Improving sales as well as health
The more life sciences organizations can help payers and providers meet their own goals for value-based care, the better their relationship with those organizations will be. That can pay huge dividends to the bottom line.
Rather than being seen as merely a vendor, life sciences organizations who provide analytic insights on drug performance related to quality and cost outcomes can become a true partner to payers and providers. While price will always be a factor, this value-add might help mitigate minor pricing differences leading to increased sales.
Having these analytics in-hand will also help commercial effectiveness teams drive sales – especially if they can demonstrate that their organization’s medications have been proven more effective at managing or mitigating conditions specific to a given area or population.
In areas where there is no current penetration for a particular medication, the analytics can uncover the need.

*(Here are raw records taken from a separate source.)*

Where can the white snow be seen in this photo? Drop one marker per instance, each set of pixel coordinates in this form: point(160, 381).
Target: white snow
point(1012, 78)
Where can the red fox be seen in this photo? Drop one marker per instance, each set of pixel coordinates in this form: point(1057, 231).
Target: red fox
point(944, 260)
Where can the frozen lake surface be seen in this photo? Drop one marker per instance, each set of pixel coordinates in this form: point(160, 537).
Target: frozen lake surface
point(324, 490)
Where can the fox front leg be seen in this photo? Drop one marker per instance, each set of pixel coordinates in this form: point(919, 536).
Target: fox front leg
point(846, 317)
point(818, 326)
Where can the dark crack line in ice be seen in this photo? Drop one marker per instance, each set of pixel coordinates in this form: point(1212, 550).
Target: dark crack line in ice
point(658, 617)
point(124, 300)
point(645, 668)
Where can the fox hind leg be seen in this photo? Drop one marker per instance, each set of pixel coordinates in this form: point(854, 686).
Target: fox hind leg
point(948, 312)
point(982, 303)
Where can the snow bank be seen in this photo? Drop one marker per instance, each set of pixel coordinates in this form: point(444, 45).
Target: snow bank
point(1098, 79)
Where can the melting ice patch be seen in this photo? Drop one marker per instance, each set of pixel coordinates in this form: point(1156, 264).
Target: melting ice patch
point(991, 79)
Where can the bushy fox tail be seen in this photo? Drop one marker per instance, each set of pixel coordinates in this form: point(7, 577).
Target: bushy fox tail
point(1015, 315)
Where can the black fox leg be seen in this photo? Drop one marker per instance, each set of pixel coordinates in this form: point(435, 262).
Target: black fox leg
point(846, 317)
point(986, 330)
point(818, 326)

For example, if the analytics show higher-than-normal opioid use in an area, that could be an entry point for conversations about medications that help wean patients/members off of opioids.

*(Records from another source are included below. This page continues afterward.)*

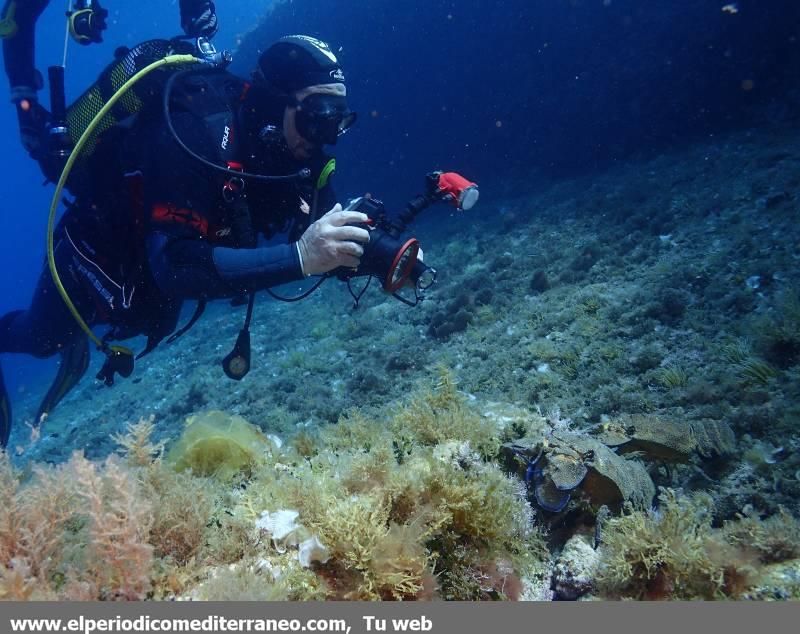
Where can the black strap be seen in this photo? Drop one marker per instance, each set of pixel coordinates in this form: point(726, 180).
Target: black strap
point(201, 306)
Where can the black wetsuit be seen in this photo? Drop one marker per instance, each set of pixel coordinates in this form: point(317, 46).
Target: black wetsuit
point(156, 227)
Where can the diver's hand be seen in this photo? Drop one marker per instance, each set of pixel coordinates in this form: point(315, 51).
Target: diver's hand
point(333, 241)
point(198, 18)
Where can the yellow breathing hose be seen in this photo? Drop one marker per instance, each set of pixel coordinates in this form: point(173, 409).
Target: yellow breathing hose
point(51, 261)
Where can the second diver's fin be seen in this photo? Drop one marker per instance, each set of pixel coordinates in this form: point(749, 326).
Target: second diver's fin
point(74, 363)
point(5, 413)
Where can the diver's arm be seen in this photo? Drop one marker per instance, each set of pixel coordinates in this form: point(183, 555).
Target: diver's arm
point(198, 18)
point(191, 268)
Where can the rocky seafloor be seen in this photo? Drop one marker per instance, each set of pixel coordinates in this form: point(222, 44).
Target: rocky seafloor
point(599, 399)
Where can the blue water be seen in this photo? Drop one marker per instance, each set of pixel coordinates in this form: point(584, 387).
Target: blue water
point(510, 92)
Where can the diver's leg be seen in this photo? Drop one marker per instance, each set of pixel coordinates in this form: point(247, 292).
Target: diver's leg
point(44, 329)
point(17, 28)
point(73, 365)
point(5, 413)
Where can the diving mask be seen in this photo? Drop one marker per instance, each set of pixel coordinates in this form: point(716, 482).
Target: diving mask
point(323, 118)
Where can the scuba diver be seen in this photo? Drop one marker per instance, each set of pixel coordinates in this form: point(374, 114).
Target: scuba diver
point(179, 182)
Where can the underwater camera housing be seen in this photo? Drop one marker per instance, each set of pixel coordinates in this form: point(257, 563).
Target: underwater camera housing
point(393, 258)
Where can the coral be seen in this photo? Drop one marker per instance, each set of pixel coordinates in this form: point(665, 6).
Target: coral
point(219, 445)
point(182, 507)
point(136, 445)
point(575, 568)
point(672, 553)
point(32, 522)
point(774, 539)
point(672, 377)
point(118, 558)
point(440, 415)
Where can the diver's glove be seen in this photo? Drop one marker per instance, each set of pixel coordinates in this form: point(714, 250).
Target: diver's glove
point(198, 18)
point(332, 241)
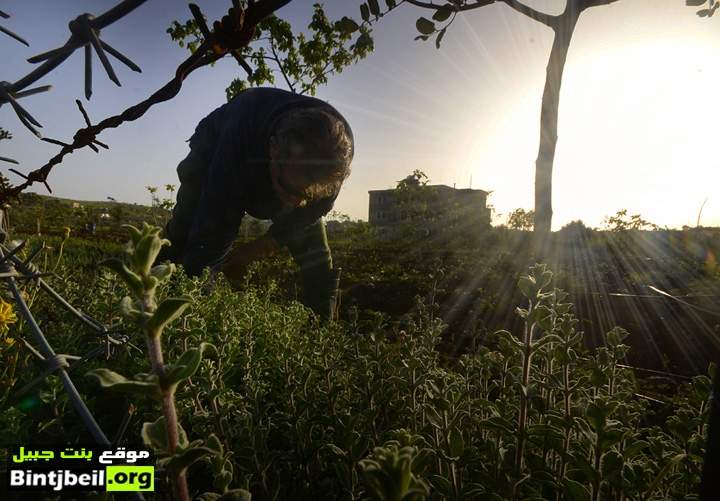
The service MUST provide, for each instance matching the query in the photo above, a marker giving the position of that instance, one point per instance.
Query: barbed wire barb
(10, 33)
(233, 32)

That is really the key. The analytics add value to the conversation that the competition can’t. In an era where payers, providers, and even life sciences organizations are being asked to take on more risk and demonstrate the effectiveness of their solutions, data-driven analytics that help identify issues early and prevent them from growing are invaluable sales tools.
Whether it’s homes flooding or patient/member health, spotting trends occurring in a given area is the first step to correction, and ultimately prevention.
Next-generation predictive analytics offer life sciences organizations the ability to identify previously unknown hot spots of health activity they can share with payers and providers, improving health, lowering costs – ultimately building a stronger bond on all sides.